Только 29 июля 1924 года он наконец смог выехать к жене в Тайцы, получив несколько давно обещанных гонораров.

По возвращении в Москву он опять упорно ищет работу. «Никогда еще я не смотрел вперед с таким бодрым удовлетвореньем»,– сообщает он Мандельштаму 19 сентября, а десять дней спустя жалуется Ольге Фрейденберг: «Перестал понимать, что значит писать». Настроения у него менялись стремительно – и зависело это от новых обещаний и обманов. Вот пообещали издать «Алхимика» Бена Джонсона в его переводе – не издали. Вот посулили новые переводы… или аванс… или издание книжки прозы… Советская жизнь была в это время царством вопиющей неразберихи, в которой только идеалисты вроде Пастернака могли надеяться на совесть или закон; вот почему, вероятно, он даже несколько обрадовался, когда в начале тридцатых все это вошло в колею и устаканилось, пусть и в страшной, чреватой террором форме. Его кратковременное союзничество с государством диктовалось отвращением к временам, когда государства вообще не было и каждый был предоставлен сам себе – это Пастернаку одинаково претило в девятнадцатом и двадцать четвертом. Поисками верного заработка в это время было занято все его воображение, и тут подвернулся долгожданный случай.

 
Нашелся друг находчивый и рьяный.
Меня без промедленья привлекли
К подбору иностранной лениньяны.
(«Спекторский»)
 

Рьяным другом был Яков Черняк, и Пастернак получил работу в библиотеке. Черняк был из тихих ангелов-хранителей, которые сопровождали его всю жизнь: он работал в «Печати и революции», опубликовал там восторженную рецензию на «Сестру мою жизнь», и это послужило толчком для знакомства. Говоря о пастернаковских стихах, Черняк отметил «пушкинскую ясность и простоту формы», чем подкупил автора больше, нежели всеми прочими комплиментами. Пастернак стал заходить в редакцию «Печати и революции», а Черняк с молодой женой Елизаветой – бывать у него. Когда в том же двадцать втором Лиза Черняк тяжело заболела и надо было прикладывать лед, а в аптеках его не было,– Пастернак подучил Яшу воровать его во дворе Института мозга, который советская власть оперативно создала, надеясь изучить тайны умственной деятельности великих людей. В подвале института мучили подопытных собак, их вой был невыносим,– Пастернак и Черняк всегда старались быстрее уйти оттуда, и оба заметили друг за другом эту обостренную чувствительность к страданию; другого пароля им не надо было.

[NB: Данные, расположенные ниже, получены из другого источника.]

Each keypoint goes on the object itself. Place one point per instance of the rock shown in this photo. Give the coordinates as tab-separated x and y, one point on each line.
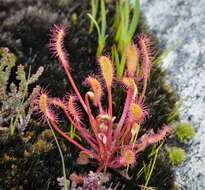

В 1924 году Черняк стал заниматься «подбором иностранной лениньяны» – иностранных откликов на смерть Ленина. Пастернак знал языки и для этой работы сгодился. Доступ к иностранной прессе в СССР был уже тогда ограничен,– и в «Спекторском» честно описаны занятия автора: «Знакомился я с новостями мод и узнавал о Конраде и Прусте». Новости мод, вероятно, его не особенно занимали, а вот Конрад и Пруст – вполне, про обоих он восторженно напишет Цветаевой. За работой он лишний раз убедился, что, при всем европейском комфорте, ощущения конца времен на Западе острей, чем в России – и выбор его, может быть, оправдан. Жить надо было здесь.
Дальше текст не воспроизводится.